Germany’s reserve will be initially capped at 2 GW, about 2% of peak load, rising to as much as 5 GW (5%) after 2020. The reserve capacity will be procured through technology-neutral competitive auctions and open to demand response. The capacity would be used only as a last resort.

“It is not clear from the scant description in the memo how the SEGR would be procured, but the heavy-handed approach for the electricity purchase mandates suggests that competitive auctions are probably not under consideration,” they wrote. “It seems more likely that plants would be chosen in the same way that they would be chosen for the electricity purchase mandates — based on a federally determined list of ‘fuel-secure’ generators (best interpreted as coal and nuclear plants).”

They note that Germany plans to address concerns the reserve will discourage new capacity investment by prohibiting reserve generators from re-entering the market. “Unfortunately, DOE’s proposed order is specifically designed to send the message that government policy will find a way for unprofitable plants to return to the market, even calling its own order a ‘stop-gap measure.’”

How Much Will it Cost?

Because so many details about the administration’s plan are unknown, no one has produced an analysis of how much it will cost — including DOE itself. (See related story, Dems Hit Coal, Nuke Bailout at House Hearing.)
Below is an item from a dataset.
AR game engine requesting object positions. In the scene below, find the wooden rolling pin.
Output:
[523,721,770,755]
But some analysts produced estimates on the DOE NOPR rejected by FERC. It would have given cost-of-service payments to coal and nuclear plants in RTOs with capacity markets if they have 90 days of fuel on site.
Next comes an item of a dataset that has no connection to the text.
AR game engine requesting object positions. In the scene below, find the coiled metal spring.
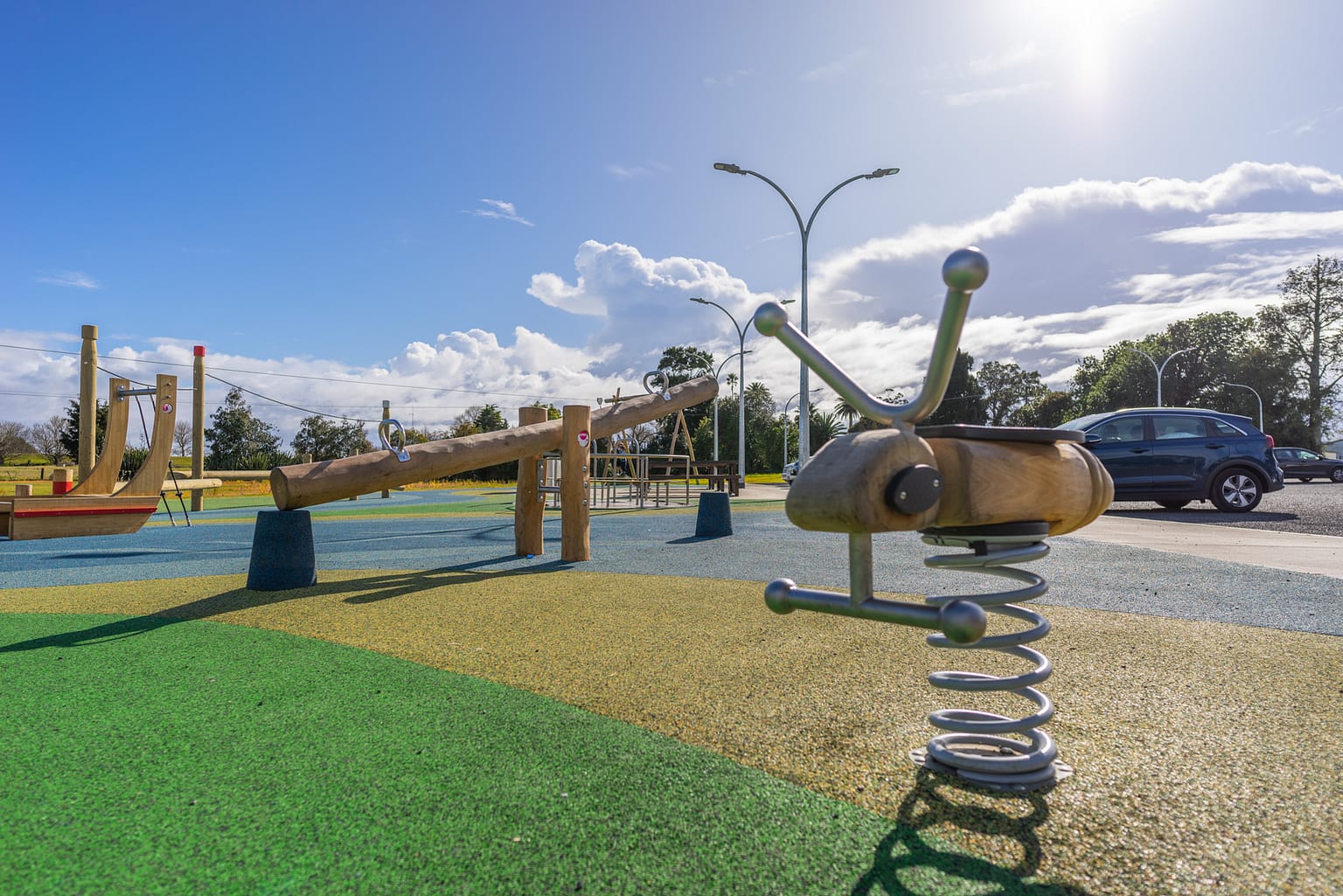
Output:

ICF estimated the NOPR would cost ratepayers $1 billion to $4 billion per year between 2018 and 2030. The estimate was based on contracts for differences bringing money-losing generators to break even.
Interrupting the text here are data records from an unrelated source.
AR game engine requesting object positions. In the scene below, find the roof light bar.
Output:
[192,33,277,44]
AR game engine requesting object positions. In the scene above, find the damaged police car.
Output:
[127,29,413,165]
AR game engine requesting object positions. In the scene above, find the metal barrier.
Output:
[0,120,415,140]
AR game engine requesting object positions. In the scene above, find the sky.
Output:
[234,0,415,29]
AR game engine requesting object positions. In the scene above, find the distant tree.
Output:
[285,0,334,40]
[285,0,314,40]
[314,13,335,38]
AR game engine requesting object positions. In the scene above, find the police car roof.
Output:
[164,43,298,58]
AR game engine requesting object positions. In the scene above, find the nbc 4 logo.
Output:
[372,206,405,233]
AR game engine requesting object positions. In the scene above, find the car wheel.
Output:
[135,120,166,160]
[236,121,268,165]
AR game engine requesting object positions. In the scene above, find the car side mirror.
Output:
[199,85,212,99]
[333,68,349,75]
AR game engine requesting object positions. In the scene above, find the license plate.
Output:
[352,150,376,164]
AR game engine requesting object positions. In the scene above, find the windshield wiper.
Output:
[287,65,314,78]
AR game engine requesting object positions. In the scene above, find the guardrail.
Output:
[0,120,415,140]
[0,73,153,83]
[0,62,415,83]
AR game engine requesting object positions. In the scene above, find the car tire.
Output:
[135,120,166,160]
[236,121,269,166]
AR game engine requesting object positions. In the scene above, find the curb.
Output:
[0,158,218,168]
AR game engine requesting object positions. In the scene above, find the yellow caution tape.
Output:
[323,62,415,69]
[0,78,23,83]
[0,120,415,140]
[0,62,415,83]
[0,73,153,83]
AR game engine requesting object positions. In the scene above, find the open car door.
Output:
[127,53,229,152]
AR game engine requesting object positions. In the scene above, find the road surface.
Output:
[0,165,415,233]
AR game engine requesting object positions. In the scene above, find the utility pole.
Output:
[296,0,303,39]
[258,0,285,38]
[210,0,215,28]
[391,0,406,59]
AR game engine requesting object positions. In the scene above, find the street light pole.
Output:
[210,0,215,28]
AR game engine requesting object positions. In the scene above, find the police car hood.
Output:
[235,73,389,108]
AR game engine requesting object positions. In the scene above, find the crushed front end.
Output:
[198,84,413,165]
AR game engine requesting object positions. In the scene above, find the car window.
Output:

ICF caveated that the analysis might have underestimated the cost because it did not include recovery of and on capital. But it said the analysis also didn’t account for the likelihood that wholesale electricity and natural gas prices will be lower than they would have been had the plants retired.

Orvis | Energy Innovation Policy & Technology

Energy Innovation Policy & Technology, which supports policies reducing greenhouse gas emissions, said the NOPR would have cost from $311 million to $900 million annually in PJM, ISO-NE, NYISO and MISO alone. The low estimate represents the out-of-market payments needed to bring units with negative net cash flows up to zero. The upper limit adds capital recovery and a rate of return on undepreciated capital and future capital expenditures.

“There are, of course, important differences between the resilience NOPR and the 202c actions being discussed by the Trump administration, but our study is a good rough estimate of the cost to keep the same group of uneconomic plants online,” said Robbie Orvis, director of energy policy design for the group.